Anachronicles, The

The Anachronicles, by George McWhirter

The Anachronicles

by George McWhirter

$15.95

  • Spring 2008
  • ISBN 978-1-55380-054-5 (1-55380-054-0)
  • 6″ x 9″ Trade Paperback, 126 pages
  • Poetry




The Anachronicles is a collection of unusually rich poems that are both proto- and post-colonial. The title itself — melding the two words “anachronism” and “chronicle” — points to how the poems explore events and exchanges in one place from two points in time.

The place itself is La Audiencia Beach in Mexico. Instead of portraying history only from the present looking backwards, McWhirter also has the past looking forward to foresee and comment on what is to happen as a result of the early exploration. Here, Hernán Cortés and his Lieutenant-Conqueror of Colima, Sandoval, appraise the antics of Bo Derek and other stars as they make the movie 10 — on the same beach where four hundred years earlier their crews built three brigantines to explore what is now called the Sea of Cortez.

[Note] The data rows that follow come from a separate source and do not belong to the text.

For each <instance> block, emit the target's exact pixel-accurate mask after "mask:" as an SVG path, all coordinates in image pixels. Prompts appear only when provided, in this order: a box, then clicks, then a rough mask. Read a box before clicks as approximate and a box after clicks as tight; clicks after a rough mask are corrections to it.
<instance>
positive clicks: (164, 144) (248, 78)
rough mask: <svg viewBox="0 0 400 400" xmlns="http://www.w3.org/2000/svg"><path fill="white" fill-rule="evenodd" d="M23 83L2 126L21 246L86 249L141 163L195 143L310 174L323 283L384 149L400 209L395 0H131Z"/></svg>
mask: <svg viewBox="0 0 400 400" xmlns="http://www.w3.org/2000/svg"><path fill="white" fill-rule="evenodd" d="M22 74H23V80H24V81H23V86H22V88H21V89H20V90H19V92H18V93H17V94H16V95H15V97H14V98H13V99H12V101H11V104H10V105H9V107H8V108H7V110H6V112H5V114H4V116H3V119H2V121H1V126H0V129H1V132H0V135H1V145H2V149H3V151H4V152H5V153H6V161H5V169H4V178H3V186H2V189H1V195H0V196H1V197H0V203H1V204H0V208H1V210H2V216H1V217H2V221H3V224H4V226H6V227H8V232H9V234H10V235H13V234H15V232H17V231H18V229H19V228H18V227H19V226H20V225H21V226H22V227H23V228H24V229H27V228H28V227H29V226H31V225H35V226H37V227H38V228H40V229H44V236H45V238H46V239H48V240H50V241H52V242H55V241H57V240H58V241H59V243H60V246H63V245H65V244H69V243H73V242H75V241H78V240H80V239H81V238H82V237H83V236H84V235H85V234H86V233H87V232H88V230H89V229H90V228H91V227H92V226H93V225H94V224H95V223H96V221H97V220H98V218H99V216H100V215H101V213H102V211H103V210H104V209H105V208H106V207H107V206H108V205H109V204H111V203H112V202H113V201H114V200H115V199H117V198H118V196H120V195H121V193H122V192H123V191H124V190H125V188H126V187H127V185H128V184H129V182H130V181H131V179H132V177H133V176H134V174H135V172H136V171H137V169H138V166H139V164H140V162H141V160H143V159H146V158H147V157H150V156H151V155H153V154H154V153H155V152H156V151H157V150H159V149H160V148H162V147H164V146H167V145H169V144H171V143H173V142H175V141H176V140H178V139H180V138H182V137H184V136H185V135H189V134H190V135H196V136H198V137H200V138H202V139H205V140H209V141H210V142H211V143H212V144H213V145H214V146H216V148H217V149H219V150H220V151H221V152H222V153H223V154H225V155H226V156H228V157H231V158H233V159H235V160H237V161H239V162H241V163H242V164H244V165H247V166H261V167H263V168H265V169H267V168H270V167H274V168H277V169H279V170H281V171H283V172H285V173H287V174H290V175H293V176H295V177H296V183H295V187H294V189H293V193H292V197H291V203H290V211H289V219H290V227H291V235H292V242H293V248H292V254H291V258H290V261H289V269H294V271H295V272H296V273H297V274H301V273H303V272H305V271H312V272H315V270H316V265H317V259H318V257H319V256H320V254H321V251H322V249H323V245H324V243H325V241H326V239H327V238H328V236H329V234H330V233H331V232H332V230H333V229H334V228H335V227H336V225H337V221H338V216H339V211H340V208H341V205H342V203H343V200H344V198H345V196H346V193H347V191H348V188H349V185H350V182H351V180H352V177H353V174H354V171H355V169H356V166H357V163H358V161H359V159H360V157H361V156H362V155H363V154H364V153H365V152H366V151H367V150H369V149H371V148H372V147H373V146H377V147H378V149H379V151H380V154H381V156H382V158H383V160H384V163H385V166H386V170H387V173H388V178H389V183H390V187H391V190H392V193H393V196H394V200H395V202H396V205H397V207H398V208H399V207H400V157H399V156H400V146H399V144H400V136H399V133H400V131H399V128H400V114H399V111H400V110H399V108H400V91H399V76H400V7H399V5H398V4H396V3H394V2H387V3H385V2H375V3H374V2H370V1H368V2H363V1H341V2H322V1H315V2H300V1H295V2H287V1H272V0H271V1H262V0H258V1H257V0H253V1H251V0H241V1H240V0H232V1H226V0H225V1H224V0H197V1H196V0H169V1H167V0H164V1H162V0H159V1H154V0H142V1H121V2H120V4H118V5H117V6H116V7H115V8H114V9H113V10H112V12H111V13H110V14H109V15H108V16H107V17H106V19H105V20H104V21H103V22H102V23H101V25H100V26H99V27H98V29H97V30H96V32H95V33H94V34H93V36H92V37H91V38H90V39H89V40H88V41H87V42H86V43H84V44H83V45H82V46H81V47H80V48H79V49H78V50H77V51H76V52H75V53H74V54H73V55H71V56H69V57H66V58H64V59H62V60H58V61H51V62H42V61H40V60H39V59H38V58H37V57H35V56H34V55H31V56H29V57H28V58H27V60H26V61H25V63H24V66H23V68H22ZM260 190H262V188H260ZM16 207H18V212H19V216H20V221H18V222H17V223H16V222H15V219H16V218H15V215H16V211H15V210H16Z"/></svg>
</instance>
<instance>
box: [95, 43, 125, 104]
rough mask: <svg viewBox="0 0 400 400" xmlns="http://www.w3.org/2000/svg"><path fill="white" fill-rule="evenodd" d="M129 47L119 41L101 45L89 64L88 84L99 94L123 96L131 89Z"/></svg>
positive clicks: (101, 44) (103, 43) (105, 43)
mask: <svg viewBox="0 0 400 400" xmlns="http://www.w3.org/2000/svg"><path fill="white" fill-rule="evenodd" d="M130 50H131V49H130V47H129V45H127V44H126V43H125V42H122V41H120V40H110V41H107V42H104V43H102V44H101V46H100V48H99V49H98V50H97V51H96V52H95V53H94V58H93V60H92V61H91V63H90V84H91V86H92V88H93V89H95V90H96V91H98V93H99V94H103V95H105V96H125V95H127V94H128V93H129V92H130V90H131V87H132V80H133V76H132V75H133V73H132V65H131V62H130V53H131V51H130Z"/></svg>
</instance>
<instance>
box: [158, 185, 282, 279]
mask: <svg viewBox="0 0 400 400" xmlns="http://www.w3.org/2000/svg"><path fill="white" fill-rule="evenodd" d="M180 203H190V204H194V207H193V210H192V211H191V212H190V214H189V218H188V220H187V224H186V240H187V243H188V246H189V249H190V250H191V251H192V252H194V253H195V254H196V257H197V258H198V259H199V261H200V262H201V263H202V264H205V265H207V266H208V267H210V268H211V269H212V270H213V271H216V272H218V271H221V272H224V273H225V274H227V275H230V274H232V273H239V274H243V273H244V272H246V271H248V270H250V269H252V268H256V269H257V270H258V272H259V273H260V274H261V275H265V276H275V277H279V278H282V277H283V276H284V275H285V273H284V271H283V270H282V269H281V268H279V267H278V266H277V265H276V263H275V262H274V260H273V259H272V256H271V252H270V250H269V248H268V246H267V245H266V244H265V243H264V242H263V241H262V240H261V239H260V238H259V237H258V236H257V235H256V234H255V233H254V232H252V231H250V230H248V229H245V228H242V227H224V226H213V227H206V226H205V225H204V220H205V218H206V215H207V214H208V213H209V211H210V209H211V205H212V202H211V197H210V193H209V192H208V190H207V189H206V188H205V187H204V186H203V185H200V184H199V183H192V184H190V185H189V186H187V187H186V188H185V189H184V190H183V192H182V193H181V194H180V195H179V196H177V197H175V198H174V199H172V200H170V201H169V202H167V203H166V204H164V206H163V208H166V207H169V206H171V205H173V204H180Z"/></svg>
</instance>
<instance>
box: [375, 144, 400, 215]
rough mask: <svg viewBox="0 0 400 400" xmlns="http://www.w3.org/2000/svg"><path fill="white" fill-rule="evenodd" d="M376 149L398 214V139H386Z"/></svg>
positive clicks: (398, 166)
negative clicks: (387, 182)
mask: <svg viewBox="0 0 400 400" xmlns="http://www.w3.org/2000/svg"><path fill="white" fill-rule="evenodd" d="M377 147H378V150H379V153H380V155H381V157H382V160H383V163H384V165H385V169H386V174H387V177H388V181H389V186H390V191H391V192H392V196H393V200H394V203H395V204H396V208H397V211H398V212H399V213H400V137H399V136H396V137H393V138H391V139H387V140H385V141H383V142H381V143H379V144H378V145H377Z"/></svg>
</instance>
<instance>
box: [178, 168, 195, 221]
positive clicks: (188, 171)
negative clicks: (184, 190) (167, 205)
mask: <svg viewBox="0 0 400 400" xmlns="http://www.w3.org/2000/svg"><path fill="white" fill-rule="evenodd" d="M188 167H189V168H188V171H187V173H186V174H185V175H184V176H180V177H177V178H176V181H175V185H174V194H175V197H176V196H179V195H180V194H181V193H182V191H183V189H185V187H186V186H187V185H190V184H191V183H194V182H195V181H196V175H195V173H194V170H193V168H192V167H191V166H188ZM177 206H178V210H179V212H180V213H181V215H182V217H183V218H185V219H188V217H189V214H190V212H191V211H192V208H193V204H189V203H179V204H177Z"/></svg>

The verse-logs then follow explorer Don Caamaño and his successors up the Pacific Coast to where John McKay (aka Sean McKoy), an Irishman, was left to recuperate from a sickness among the Nootka/Nuu-chah-nulth on Vancouver Island. The final poem, “Hops,” retells the Irish legend of the goddess Liadan and the poet Cuirithir, whose voices travel to one another from Canada and Ireland. The dialogue travels from the end of the last millennium to the 1950s, highlighting their present-day divided Christian-pagan roles as mortal man and woman in holy orders.

Reviews:

“In The Anachronicles, with an ear alert to the music in words and the power of the decasyllabic line, George McWhirter uses his fertile imagination and firm grasp of Shakespearean blank verse to do what poetry must always do — make history strange. The result is a wonderfully crazy romp through then and now.”
—Gary Geddes

“No one other than George McWhirter could have conceived of such an inspired, wacky project — in which eras fold together and high and pop culture collide — and executed it with such verve. McWhirter’s inimitable imagination, dramatic flair, and dazzlingly rich vocabulary are here in full force. To read The Anachronicles is to be surprised from one line to the next by quick-witted brilliance, memorable imagery, and leaps from the sublime to the — perfectly — ridiculous.”